O Observador questionou o Ministério das Finanças sobre as razões que levaram à introdução desta disposição na proposta de Orçamento do Estado, sem resposta até agora. No entanto, a iniciativa aconteceu pouco depois do anúncio de reforço de meios financeiros para o setor da saúde e para os hospitais empresas que são empresas públicas e que cujos administradores se regem pelas regras do setor público.
A saúde é também a área do setor empresarial do Estado onde existem tradicionalmente maiores atrasos nos prazos de pagamento a fornecedores. Os dados mais recentes de monitorização deste quadro revelam que até outubro existiam 966 milhões de euros de pagamentos em atraso no Estado, cerca de 76% deste valor correspondia a faturas dos hospitais. Na lista de empresas públicas com maiores pagamentos em atraso, todas 36 entidades reportadas são hospitais. Com mais de 300 dias de prazo médio de pagamento estavam o Centro Hospitalar de Setúbal, Centro Hospitalar Lisboa Norte, Centro Hospitalar Lisboa Central, Centro Hospitalar do Vouga e Centro Hospitalar Lisboa Zona Ocidental.

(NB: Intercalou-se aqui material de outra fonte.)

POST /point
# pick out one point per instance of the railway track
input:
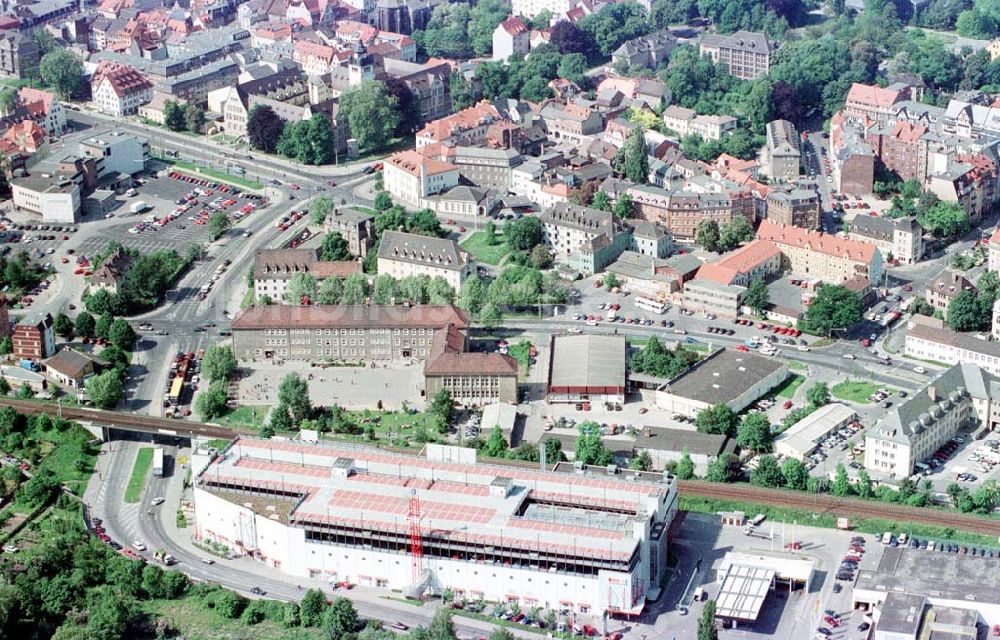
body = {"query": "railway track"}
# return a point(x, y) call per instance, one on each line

O elevado nível de pagamentos em atraso tem sido atribuído à crónica suborçamentação (atribuição inicial de verbas insuficiente face à despesa que obriga a novas transferências ao longo do ano) na saúde. Ora foi precisamente para atacar este problema que o Governo anunciou um reforço das verbas a transferir que, em 2020, deverá ser da ordem dos 900 milhões de euro face ao orçamentado para este ano. E o ministro das Finanças já avisou que com mais dinheiro atribuído também se exige mais responsabilidade.
“Os serviços públicos não são num depositário de recursos públicos,” sublinhou Mário Centeno na conferência de imprensa de apresentação da proposta de Orçamento. “A responsabilização que se exige a todos os que trabalham no SNS, e em todas as outras áreas dos serviços públicos, é responderem pelos recursos crescentes que todos colocamos ao seu dispor”. Para Mário Centeno, “ninguém pode ficar sem responder pela utilização dos serviços públicos”.